Sharply higher funding costs yesterday sparked a 2.4 per cent fall in Westpac shares, as market volatility in cash markets crunched the bank's profit margins, adding to pressure on Australia's biggest banks to raise mortgage rates.

Numerous small lenders have already moved to hit borrowers with rate rises, but the major banks that control 75 per cent of the $1.6 trillion mortgage market have not yet moved because of political pressure on the lenders arising from the revelations at the Royal Commission.

Westpac, the nation's second largest bank, said it's net interest margin fell 11 basis points in the quarter to the end of June compared with the preceding three months. 

The net interest margin is the difference between what the bank pays for funding and what it charges borrowers, and is the key measure of it's profitability.

Westpac attributed almost half of the net interest margin decline to rising funding costs, after the bank bill swap rate rose 24 basis points over the period from mid-2017 to mid-2018. Westpac also said its profits were hit by a poorer performance by its treasury division and falling sales of more lucrative interest-only loans. 

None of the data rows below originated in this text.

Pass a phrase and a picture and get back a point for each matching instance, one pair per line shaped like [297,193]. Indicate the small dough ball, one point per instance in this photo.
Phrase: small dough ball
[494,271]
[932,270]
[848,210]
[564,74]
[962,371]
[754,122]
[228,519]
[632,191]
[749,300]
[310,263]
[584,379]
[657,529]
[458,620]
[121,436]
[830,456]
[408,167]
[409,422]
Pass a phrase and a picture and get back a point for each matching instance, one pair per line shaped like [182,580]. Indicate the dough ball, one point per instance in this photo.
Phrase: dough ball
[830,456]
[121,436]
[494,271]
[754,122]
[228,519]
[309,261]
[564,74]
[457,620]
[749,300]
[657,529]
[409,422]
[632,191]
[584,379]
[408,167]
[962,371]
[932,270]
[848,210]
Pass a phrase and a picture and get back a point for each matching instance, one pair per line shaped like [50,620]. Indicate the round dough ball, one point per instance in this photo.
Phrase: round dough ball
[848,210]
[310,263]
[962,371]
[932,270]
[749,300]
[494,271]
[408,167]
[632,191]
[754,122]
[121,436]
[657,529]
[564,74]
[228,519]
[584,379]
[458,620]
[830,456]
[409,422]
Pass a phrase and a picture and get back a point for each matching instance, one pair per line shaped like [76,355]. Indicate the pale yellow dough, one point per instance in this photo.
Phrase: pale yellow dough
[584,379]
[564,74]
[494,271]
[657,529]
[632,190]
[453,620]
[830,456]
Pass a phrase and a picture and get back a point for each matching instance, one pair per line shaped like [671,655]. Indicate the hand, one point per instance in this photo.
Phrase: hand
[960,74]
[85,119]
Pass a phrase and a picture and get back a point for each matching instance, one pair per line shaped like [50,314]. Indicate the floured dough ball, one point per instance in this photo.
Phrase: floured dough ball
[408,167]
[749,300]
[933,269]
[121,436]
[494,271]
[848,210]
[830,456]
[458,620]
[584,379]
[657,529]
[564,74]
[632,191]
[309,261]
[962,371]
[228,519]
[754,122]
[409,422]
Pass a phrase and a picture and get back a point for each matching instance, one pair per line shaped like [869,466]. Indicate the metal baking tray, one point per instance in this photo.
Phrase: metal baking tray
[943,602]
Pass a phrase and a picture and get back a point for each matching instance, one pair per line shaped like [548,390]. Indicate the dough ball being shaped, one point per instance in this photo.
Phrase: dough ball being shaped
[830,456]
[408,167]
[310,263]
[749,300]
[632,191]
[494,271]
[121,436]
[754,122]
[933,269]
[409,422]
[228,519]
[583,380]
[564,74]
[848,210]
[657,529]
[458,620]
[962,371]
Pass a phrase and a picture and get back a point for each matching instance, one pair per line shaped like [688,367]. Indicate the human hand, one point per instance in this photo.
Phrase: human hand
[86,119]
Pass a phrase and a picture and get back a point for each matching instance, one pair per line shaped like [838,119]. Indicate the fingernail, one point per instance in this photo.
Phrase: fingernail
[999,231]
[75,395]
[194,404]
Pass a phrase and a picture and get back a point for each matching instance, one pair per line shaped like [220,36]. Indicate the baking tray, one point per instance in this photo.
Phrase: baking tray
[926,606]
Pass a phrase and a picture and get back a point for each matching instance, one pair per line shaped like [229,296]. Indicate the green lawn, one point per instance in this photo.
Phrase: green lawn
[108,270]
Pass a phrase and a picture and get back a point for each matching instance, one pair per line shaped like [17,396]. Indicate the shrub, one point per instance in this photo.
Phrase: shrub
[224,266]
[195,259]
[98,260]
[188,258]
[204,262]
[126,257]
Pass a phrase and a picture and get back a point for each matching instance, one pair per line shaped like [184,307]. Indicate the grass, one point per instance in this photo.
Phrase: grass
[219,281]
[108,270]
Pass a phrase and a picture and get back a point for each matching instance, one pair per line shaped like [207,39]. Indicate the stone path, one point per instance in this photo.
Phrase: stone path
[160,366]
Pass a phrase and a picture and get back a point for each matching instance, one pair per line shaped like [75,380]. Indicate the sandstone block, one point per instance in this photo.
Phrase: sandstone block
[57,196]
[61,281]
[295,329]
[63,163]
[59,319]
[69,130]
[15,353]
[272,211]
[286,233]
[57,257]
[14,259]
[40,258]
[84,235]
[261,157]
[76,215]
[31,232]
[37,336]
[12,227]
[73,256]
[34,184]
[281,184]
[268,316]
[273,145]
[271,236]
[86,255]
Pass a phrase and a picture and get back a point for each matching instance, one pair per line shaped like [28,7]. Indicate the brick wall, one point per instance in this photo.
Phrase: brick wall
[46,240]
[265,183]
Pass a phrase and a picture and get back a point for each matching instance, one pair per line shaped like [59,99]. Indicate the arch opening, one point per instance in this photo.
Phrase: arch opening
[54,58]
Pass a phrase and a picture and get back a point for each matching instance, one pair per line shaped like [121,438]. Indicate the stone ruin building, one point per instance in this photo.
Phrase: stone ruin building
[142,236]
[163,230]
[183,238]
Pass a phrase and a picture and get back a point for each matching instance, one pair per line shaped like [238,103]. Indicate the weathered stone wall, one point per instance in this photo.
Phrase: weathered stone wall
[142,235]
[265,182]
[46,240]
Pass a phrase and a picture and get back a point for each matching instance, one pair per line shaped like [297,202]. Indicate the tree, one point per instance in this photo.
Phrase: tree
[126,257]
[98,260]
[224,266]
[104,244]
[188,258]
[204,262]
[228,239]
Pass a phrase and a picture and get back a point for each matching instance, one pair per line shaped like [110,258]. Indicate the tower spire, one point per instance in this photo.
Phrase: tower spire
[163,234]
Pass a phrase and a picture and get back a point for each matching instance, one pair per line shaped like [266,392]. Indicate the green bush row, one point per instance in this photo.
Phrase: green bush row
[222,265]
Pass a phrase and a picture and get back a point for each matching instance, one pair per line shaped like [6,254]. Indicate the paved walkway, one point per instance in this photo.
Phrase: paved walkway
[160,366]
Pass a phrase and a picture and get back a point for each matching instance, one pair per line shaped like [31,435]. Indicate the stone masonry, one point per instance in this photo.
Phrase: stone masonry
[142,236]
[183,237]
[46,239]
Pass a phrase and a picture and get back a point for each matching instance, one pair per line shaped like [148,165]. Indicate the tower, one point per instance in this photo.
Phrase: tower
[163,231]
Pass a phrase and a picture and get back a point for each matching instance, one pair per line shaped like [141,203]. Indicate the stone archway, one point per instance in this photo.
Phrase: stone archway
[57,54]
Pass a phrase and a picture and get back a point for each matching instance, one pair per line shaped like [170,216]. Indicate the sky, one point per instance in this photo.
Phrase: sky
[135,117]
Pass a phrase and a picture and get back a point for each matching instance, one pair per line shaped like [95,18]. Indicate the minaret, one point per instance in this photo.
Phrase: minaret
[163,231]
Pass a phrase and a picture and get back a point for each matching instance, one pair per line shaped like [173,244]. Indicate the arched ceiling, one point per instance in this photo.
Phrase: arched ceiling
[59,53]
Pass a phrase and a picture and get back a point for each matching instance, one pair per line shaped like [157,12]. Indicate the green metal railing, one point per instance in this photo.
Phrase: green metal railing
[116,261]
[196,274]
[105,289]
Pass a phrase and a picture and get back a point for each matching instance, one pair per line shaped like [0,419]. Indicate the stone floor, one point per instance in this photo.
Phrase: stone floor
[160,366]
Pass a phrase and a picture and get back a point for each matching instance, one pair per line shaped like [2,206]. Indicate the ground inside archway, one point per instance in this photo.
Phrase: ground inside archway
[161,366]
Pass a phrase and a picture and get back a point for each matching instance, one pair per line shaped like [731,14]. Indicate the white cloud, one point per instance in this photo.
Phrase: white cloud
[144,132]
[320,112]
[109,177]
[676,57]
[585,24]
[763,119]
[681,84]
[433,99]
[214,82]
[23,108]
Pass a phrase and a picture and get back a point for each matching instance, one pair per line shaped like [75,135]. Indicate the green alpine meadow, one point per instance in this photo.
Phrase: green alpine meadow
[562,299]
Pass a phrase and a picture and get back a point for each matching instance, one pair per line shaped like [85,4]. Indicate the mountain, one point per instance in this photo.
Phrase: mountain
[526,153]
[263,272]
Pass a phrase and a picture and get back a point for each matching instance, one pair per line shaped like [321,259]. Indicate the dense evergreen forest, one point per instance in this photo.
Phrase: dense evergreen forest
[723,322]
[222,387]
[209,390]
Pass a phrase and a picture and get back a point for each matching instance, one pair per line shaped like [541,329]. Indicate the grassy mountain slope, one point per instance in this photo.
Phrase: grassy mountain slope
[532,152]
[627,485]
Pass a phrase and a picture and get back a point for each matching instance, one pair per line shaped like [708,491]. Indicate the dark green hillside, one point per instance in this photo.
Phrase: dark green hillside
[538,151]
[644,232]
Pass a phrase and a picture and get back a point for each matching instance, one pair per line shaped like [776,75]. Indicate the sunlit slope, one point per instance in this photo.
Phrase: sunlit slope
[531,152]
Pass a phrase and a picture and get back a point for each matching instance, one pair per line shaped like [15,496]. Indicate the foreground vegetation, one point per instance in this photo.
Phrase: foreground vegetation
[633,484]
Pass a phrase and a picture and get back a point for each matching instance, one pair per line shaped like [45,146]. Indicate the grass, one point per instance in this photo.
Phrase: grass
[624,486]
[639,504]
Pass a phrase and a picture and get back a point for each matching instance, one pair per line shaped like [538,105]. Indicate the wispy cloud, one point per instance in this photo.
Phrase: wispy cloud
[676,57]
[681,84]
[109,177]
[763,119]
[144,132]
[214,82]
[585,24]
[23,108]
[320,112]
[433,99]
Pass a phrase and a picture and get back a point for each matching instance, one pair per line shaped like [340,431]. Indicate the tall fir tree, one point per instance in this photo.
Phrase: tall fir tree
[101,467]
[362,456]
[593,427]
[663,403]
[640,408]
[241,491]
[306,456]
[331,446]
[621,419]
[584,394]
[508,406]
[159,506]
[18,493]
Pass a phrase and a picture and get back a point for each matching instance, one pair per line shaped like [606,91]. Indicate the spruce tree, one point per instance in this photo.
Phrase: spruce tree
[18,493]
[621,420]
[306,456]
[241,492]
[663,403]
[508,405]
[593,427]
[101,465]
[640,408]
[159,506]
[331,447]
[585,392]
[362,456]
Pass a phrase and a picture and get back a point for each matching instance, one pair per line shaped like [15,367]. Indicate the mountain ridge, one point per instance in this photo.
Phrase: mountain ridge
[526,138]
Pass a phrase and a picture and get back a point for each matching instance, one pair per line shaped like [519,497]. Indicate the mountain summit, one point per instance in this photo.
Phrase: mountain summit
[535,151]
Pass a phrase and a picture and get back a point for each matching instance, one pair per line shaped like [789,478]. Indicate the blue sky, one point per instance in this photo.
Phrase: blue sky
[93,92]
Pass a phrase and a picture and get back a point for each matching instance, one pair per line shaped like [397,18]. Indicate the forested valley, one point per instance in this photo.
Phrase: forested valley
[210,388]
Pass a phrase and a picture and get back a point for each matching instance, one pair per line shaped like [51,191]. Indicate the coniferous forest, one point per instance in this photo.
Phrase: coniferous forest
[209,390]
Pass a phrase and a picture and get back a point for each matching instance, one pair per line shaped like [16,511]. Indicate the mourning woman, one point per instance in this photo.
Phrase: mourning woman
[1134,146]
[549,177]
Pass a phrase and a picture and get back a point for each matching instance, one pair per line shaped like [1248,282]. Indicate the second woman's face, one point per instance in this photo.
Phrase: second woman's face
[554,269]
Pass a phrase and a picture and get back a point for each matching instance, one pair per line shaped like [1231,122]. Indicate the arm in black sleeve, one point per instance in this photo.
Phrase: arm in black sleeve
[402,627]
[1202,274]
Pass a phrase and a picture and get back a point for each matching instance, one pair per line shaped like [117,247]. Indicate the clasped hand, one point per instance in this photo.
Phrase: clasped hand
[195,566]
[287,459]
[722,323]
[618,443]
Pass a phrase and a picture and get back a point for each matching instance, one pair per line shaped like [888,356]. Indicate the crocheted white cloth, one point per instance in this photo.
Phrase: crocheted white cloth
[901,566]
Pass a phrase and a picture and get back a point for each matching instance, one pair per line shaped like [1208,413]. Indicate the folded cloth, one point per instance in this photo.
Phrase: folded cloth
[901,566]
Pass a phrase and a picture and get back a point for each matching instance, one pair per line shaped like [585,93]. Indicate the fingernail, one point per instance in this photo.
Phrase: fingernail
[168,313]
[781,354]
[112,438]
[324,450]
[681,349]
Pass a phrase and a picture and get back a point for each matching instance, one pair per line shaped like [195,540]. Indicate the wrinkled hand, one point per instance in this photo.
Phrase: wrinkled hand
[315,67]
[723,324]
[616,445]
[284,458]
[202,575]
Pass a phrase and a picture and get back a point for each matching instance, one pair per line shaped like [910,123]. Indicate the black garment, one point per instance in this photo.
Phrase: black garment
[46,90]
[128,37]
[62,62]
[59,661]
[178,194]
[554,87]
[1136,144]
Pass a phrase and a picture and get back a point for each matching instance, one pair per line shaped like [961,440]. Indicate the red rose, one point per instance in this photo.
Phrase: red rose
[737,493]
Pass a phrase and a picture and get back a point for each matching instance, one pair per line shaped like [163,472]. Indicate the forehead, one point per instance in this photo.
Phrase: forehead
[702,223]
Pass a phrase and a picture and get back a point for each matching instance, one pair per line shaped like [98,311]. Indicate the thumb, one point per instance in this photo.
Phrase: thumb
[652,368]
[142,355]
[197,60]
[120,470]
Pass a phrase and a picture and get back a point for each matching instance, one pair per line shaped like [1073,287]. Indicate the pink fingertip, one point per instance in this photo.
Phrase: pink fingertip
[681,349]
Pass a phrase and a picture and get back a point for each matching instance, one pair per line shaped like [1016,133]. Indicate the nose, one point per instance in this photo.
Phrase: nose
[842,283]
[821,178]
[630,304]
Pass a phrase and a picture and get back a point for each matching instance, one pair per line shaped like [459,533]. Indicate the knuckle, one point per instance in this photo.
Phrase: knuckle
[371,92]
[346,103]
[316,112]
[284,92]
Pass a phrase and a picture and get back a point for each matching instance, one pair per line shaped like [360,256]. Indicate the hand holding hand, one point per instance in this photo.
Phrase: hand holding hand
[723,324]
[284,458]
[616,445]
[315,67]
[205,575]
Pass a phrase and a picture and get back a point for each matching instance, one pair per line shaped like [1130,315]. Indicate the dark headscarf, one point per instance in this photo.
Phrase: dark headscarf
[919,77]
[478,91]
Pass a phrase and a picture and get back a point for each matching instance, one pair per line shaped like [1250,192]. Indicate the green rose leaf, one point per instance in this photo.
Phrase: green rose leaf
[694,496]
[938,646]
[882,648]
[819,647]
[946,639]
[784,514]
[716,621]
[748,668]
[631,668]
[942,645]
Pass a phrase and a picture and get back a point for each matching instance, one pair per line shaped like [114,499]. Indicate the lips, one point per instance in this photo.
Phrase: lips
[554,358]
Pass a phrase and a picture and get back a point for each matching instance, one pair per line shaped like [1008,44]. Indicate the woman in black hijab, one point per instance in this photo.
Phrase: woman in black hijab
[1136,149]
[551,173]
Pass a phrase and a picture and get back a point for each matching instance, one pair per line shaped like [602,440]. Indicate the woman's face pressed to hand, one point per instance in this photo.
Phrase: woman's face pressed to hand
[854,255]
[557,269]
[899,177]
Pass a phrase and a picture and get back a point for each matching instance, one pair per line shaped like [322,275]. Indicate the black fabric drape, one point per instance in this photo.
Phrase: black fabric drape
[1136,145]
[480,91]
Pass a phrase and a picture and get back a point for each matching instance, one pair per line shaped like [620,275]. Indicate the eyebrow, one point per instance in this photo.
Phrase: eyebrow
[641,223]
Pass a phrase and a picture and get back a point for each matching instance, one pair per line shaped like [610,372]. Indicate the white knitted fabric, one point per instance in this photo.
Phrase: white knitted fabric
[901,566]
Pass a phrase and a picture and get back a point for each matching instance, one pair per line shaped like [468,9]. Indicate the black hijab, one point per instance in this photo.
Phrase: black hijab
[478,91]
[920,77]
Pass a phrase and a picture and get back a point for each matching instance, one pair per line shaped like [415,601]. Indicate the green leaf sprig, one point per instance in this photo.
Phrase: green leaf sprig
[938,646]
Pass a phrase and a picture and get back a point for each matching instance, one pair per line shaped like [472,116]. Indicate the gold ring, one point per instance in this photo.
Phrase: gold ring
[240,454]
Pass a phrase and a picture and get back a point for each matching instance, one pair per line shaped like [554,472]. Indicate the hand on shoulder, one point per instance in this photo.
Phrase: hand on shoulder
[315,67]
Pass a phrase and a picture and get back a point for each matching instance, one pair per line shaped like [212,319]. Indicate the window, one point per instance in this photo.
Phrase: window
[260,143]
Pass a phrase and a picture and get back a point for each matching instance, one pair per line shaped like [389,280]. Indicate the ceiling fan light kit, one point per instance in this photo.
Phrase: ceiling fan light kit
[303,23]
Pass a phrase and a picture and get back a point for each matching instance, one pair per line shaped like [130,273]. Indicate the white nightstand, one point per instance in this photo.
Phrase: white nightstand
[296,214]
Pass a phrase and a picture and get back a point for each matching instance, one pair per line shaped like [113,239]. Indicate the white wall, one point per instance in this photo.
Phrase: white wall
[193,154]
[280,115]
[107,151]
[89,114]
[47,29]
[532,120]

Westpac said the number borrowers falling behind on mortgage repayments rose slightly over the period, with regular delinquencies up three basis points to 0.72 per cent of mortgages and "unsecured" consumer borrowers more than three months behind up five basis points to 1.76 per cent. 

"Credit quality metrics remain near cyclical lows," Westpac said. The bank, which has the greatest number of investor borrowers and interest-only loans on its books, said interest-only loans made up 37 per cent of its portfolio at the end of June, down from 40 per cent three months earlier. 

Borrowers holding up to $240 billion in mortgage debt have been hit with higher interest rates, as banks push through rate rises on owner-occupiers and investors.

On top of this, higher funding costs are starting to leak through to the unregulated shadow banking sector, where many more loans worth tens of billions of dollars - often held by riskier "nonconforming" borrowers - are also facing dramatic rate increases.

Non-bank lenders, outside the scope of the Australian Prudential Regulation Authority's supervision, are forcing through rate rises as so-called warehousing finance costs skyrocket.

Along with Macquarie, other regulated lenders that have increased rates recently include AMP Bank, Bendigo Bank, Bank of Queensland, ING Direct, ME Bank, Suncorp and Citigroup, along with small lenders including Beyond Bank, Auswide Bank, MyState and QBank.

Borrowers who have bought loans from unregulated lenders such as Yellow Brick Road, Pepper Group, State Custodians, Homeloans and, Resi Mortgage Corporation, Vow Financial and others are now facing rising mortgage repayments.